Langkah tersebut diambil sebagai respons terhadap perkembangan harga minyak mentah dunia sekaligus mengacu pada mekanisme penetapan harga yang berlaku di Indonesia.
Sementara itu, harga BBM subsidi seperti Pertalite dan Bio Solar tidak mengalami perubahan.
Daftar Harga BBM Pertamina per 1 Juli 2026
Berdasarkan informasi terbaru dari Pertamina, berikut rincian harga BBM yang berlaku mulai 1 Juli 2026:
Pertamax Turbo (RON 98) turun dari Rp20.750 menjadi Rp19.300 per liter atau berkurang Rp1.450.
Dexlite (CN 51) turun dari Rp23.000 menjadi Rp19.700 per liter atau turun Rp3.300.
Pertamina Dex (CN 53) turun dari Rp24.800 menjadi Rp21.150 per liter atau mengalami penurunan terbesar sebesar Rp3.650.

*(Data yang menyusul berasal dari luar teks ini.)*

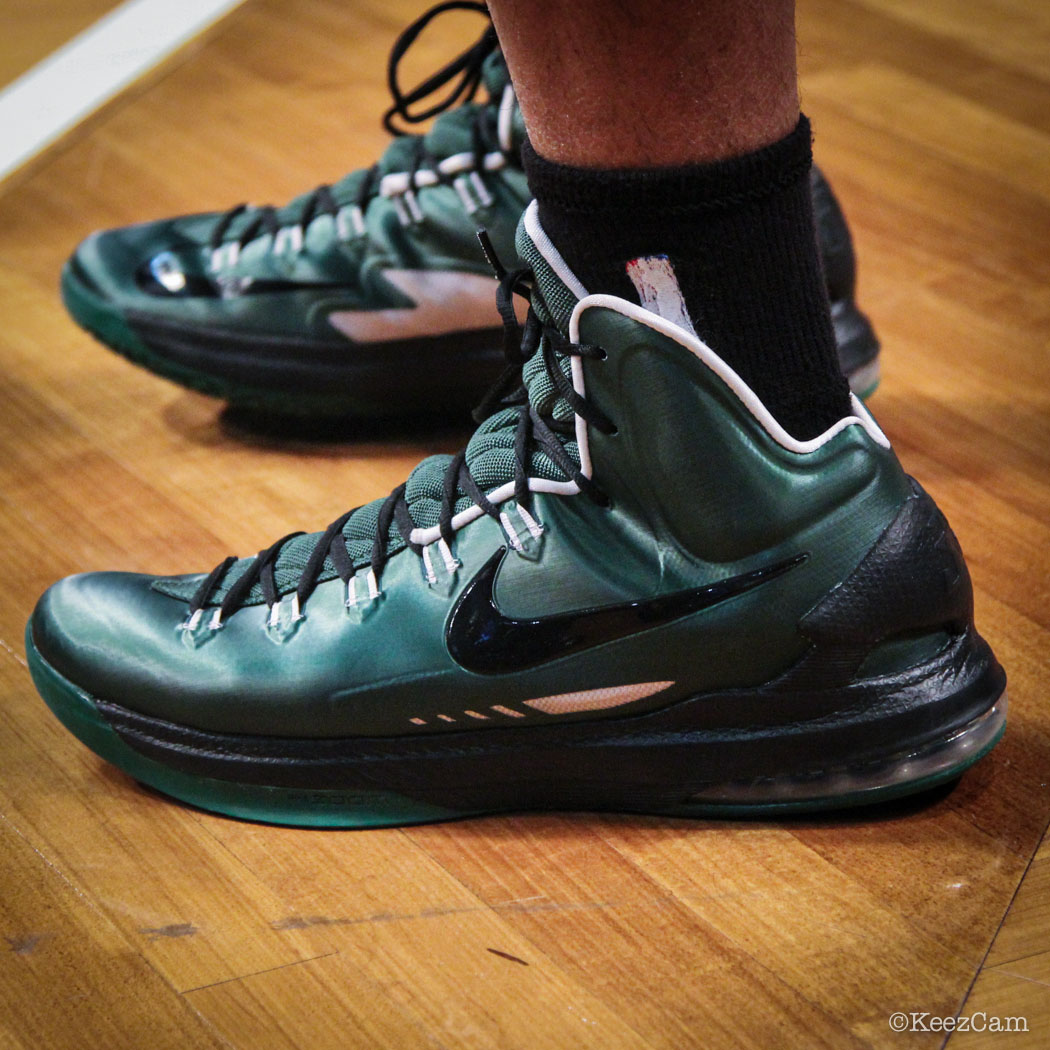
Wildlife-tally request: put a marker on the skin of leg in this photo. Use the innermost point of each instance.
(651, 83)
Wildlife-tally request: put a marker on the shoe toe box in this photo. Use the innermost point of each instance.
(110, 634)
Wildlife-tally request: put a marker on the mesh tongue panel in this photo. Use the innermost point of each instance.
(489, 456)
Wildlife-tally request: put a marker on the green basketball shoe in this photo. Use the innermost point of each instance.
(632, 590)
(368, 297)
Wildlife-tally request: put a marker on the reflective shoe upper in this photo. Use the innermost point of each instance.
(369, 296)
(629, 529)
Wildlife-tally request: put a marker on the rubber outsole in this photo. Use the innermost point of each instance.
(359, 390)
(876, 780)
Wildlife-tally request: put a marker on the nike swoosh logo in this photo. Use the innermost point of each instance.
(445, 301)
(482, 639)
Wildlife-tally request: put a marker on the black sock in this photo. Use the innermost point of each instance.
(739, 235)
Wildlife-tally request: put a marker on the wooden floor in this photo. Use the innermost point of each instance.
(127, 922)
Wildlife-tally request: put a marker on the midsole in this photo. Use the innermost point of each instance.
(293, 363)
(658, 750)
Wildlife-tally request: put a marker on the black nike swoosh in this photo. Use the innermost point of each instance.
(480, 638)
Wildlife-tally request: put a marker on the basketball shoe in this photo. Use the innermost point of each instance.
(633, 590)
(368, 297)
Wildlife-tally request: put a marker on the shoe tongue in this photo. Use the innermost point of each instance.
(489, 454)
(559, 292)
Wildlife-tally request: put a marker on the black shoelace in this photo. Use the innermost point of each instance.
(467, 67)
(532, 432)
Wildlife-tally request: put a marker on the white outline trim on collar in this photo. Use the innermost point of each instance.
(861, 416)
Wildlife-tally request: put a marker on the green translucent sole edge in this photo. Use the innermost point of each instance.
(340, 809)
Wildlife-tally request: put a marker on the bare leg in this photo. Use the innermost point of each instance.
(651, 83)
(668, 134)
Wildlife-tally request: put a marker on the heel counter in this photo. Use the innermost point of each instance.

Sementara itu, dua produk BBM nonsubsidi lainnya belum mengalami perubahan harga, yakni:
Pertamax (RON 92) tetap Rp16.250 per liter.
Pertamax Green 95 tetap Rp17.000 per liter.
Untuk BBM bersubsidi, harga juga masih dipertahankan, yaitu:
Pertalite: Rp10.000 per liter.
Bio Solar: Rp6.800 per liter.
Pertamina Jelaskan Alasan Penyesuaian Harga
Vice President Corporate Communication Pertamina Patra Niaga, Kitty Andhora, menjelaskan bahwa penyesuaian harga BBM nonsubsidi dilakukan mengikuti perkembangan harga minyak dunia serta mengacu pada ketentuan pemerintah.